We all have moments of clarity (meditative or otherwise) at some point or another. Mine just happened to involve a very proper and well dressed amphibian.
For the last several years, I’ve been following my own version of goal setting, organization, and mindfulness that has lead to more time for my creativity, a better marriage, a better understanding of myself, a happy life, and more importantly…the tools I need when I feel out of control. Or tasky.
So this month and next, I am going to share the steps I take in my Hey Toad Project (see what I did there?) to handle life the way I want to (and the the way life expects me to when it throws…well, life at me.)
Here are the first three steps of the Hey Toad Project (for more details and to see how I did it, click on each step’s link):
Create this story in whatever fashion makes sense to you, but keep it in a place that can be revisited or even on full display. Read it every day, every week, or every month to remind yourself what you are working for. To get you back on track. This can (and should) take on whatever form works best for you and your learning preference. For example, if you are auditory then record your story. If you are visual, create a vision board. If you are obsessed with reading, write it down. Imagine yourself several decades from now. What did your life look like? What did you accomplish? What are you enjoying now? Where do you live? What does your family look like? What does your career look like? Your creativity? Your perfect day?
Step Two: Good Habits Set aside 15-20 minutes (or longer if you’re on a roll) and brainstorm all the different good habits you’d like in your life. This can include everything from flossing every night to writing every day to calling your mom once a week. No one is here to judge. This list is just for you so make it as long as you want. Once you are done brainstorming, go back through and mark the frequency of each habit (daily, weekly, bimonthly, monthly, etc). Save this for later.

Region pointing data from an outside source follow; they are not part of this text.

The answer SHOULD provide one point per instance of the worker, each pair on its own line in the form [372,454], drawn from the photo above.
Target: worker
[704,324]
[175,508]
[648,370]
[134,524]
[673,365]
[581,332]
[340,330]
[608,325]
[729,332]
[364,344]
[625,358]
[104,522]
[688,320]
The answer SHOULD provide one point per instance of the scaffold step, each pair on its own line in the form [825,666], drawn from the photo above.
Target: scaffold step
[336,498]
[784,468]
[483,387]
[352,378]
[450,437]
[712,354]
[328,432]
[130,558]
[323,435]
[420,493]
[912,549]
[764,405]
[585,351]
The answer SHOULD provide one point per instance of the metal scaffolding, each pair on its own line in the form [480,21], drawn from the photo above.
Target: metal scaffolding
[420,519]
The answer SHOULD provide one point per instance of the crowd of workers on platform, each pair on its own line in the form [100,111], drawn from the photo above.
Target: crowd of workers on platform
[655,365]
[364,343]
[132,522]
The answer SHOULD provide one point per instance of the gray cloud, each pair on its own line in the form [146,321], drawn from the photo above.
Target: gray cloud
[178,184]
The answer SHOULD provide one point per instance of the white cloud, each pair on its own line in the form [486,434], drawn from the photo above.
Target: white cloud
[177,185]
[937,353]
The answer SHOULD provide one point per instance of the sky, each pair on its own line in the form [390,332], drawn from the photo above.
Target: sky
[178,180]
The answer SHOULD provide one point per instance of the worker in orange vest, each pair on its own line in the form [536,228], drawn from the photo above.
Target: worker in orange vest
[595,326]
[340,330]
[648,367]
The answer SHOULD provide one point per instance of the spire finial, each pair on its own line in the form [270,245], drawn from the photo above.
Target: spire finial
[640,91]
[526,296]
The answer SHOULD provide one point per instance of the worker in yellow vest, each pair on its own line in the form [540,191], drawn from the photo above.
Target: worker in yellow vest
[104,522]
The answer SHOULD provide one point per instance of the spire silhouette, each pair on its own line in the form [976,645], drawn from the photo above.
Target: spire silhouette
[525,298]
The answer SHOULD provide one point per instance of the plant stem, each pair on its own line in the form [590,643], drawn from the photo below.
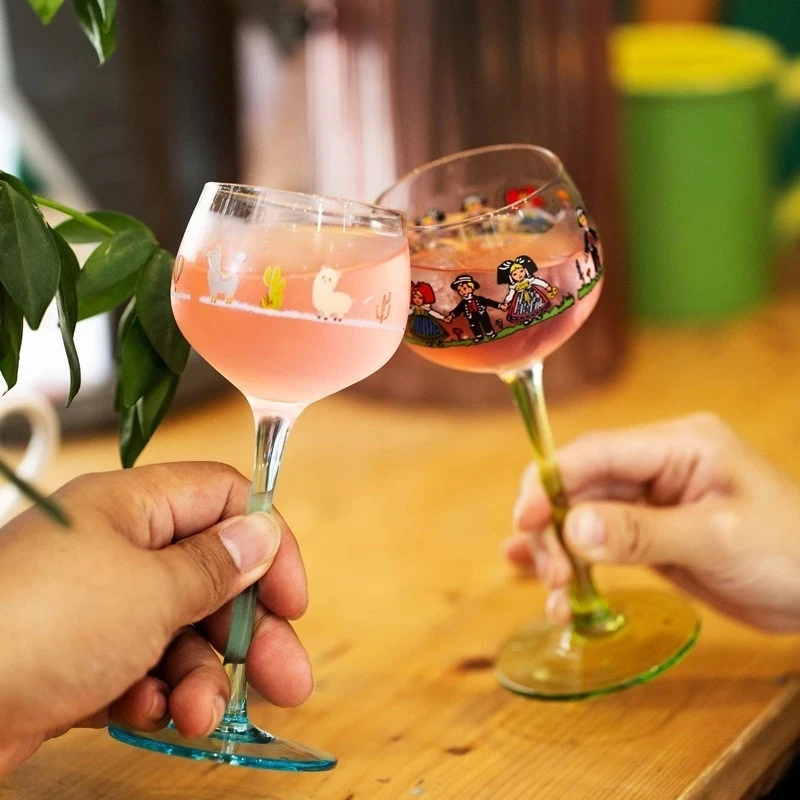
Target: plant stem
[78,216]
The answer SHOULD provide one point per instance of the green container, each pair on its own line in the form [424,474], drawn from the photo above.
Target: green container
[699,151]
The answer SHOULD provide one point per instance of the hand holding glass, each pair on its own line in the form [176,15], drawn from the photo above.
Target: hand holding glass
[506,265]
[292,298]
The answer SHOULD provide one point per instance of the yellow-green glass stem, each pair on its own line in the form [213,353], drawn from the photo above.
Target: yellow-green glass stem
[591,614]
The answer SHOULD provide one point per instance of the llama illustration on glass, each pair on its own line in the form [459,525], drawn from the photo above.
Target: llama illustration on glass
[221,282]
[327,266]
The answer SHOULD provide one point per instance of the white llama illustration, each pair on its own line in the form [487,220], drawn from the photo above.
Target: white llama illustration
[327,301]
[220,282]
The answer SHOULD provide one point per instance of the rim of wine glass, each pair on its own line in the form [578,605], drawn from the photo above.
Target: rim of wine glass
[555,161]
[361,209]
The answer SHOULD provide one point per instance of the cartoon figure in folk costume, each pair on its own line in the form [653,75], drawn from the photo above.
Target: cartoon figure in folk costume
[528,296]
[592,266]
[473,308]
[423,320]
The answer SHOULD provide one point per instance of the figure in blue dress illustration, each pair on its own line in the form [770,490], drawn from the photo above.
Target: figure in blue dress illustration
[528,296]
[423,319]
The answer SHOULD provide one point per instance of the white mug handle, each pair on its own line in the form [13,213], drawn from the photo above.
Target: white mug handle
[45,436]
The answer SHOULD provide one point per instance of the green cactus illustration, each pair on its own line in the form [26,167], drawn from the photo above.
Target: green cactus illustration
[275,285]
[384,309]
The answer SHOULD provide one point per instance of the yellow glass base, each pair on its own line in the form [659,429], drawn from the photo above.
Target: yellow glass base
[555,663]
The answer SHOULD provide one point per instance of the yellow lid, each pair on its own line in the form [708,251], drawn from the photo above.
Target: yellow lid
[789,86]
[677,59]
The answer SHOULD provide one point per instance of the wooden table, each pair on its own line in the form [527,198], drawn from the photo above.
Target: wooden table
[410,597]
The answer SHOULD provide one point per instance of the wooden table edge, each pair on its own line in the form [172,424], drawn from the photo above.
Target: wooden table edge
[759,756]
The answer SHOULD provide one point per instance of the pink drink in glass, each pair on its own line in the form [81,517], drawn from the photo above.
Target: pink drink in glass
[562,265]
[266,308]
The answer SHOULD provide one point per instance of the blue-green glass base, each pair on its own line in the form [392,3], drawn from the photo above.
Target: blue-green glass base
[242,745]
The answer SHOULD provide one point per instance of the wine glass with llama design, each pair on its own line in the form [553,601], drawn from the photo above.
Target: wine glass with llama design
[292,298]
[506,265]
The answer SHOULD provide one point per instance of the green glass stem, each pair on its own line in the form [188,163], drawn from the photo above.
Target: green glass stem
[272,431]
[591,614]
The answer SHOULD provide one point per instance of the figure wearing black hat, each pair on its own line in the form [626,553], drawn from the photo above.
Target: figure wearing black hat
[590,240]
[473,307]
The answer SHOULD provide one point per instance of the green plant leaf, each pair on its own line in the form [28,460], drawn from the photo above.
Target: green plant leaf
[155,404]
[67,305]
[48,506]
[92,19]
[16,183]
[140,367]
[155,312]
[46,9]
[76,232]
[108,10]
[125,321]
[113,260]
[10,337]
[131,440]
[29,261]
[108,300]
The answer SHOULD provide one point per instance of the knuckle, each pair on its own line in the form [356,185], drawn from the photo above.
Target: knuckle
[531,479]
[635,544]
[213,566]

Group your life into categories. Example: Health and Fitness, Career and Work, Relationships, Finances, Spirituality, etc. In each of these groups, list as many goals you would like to strive toward. These goals can be achieved anytime in your lifetime. They can be small or massive. Either way, write them down.
Next month we are going to break down these three steps and see how we can put them into our daily lives. And ultimately? Handle it.